The WSJ said that companies beyond the technology sector had recently received support from robust economic data. Despite concerns of an imminent recession, there is scant evidence of a slowdown.
Worker demand remained high, consumer spending remained robust and the housing market exhibited indications of a potential recovery.
Before the U.S. trading on Monday, data showed that consumer inflation in China had remained stagnant in June. Factory-gate prices also experienced their sharpest decline in over seven years. These developments indicate weak demand within the world’s second-largest economy.
According to Bloomberg, investors in Asia maintain their expectations for concrete actions from Beijing to bolster its sluggish economic recovery. The difficulties faced by China’s economy are impacting various markets, with the chairman of mining giant Rio Tinto Group warning of potential repercussions on demand for industrial metals.
Mary Manning, a fund manager at Alphinity Investment Management, explained on Bloomberg Television that there is a distinction between the short-term reopening trend in China and the long-term growth trajectory.
While reopening is underway, she pointed out that it will not result in a rapid V-shaped recovery like in other nations.

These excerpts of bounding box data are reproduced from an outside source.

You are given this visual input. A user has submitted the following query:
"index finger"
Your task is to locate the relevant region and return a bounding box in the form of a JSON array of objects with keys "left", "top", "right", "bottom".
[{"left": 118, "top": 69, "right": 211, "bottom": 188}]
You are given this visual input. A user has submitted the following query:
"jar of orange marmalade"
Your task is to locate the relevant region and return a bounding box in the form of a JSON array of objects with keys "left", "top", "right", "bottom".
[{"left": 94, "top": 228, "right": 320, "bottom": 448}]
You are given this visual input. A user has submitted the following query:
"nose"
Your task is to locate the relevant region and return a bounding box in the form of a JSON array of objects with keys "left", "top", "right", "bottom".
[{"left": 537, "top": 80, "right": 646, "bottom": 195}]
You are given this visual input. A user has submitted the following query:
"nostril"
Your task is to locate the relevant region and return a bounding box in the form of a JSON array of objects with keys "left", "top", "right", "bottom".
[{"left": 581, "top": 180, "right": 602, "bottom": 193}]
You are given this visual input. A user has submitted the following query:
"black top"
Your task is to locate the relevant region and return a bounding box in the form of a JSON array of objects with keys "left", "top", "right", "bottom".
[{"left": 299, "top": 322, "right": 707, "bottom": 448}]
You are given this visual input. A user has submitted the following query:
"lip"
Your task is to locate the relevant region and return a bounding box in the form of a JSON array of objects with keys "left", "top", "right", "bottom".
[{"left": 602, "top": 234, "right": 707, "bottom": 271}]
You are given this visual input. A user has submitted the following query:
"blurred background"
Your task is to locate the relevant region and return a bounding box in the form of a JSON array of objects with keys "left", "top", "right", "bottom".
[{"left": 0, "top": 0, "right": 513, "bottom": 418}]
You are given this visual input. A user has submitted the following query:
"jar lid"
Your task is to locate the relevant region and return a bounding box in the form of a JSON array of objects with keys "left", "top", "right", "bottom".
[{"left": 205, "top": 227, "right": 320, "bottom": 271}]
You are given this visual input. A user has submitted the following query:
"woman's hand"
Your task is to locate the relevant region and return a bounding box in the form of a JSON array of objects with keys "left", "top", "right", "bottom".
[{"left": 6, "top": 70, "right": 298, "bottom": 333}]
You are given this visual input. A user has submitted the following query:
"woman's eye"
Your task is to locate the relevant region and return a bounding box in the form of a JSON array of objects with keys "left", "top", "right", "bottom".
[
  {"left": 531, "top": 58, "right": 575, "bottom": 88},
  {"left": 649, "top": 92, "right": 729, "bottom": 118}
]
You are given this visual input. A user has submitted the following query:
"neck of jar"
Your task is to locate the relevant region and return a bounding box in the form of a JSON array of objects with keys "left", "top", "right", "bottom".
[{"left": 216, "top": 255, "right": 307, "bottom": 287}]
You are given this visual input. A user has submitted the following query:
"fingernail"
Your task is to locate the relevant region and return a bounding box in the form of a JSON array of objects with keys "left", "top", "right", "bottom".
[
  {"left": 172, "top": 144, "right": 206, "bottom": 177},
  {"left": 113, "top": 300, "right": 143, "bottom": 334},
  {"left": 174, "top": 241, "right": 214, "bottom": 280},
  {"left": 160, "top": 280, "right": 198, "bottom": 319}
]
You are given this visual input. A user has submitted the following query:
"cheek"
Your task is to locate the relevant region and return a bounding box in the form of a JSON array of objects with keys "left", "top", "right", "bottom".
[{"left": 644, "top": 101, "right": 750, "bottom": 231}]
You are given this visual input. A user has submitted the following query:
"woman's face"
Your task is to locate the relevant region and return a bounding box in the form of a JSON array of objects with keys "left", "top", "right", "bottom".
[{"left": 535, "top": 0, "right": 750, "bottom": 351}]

Instead, the recovery in China is expected to be considerably slower.
In contrast, U.S. markets were relatively unaffected, with investors primarily concerned about domestic inflation rather than deflation in other regions.
Inflation remains significantly higher than the Federal Reserve’s two percent target. As a result, most investors anticipate that the Fed will raise its benchmark federal funds rate by 0.25 percent during its meeting later this month.
“There’s a difference between the short-term reopening thematic in China and the longer-term trajectory for growth.”
Mary Manning, fund manager at Alphinity Investment Management
Support for interest rates triggers bond sell-off, boosts U.S. treasury yields
The WSJ said that the prevailing belief in the need for the Fed to raise interest rates to a higher level than previously expected and sustain them for a longer duration had led to a sell-off in bonds and a notable increase in U.S. Treasury yields.
In the previous week, the yield on the 10-year Treasury note experienced an upward movement for the first time since early March, surpassing the four percent threshold once more. The increase in yield also reversed the declines observed following the collapse of Silicon Valley Bank.
The benchmark 10-year U.S. Treasury note saw its yield settle at 4.006 percent on Monday, slightly lower than the 4.047 percent recorded on Friday.
Numerous investors and analysts perceive the increase in Treasury yields as a potential stock threat. This view amplifies the appeal of government bonds as a safer alternative in contrast to riskier investments.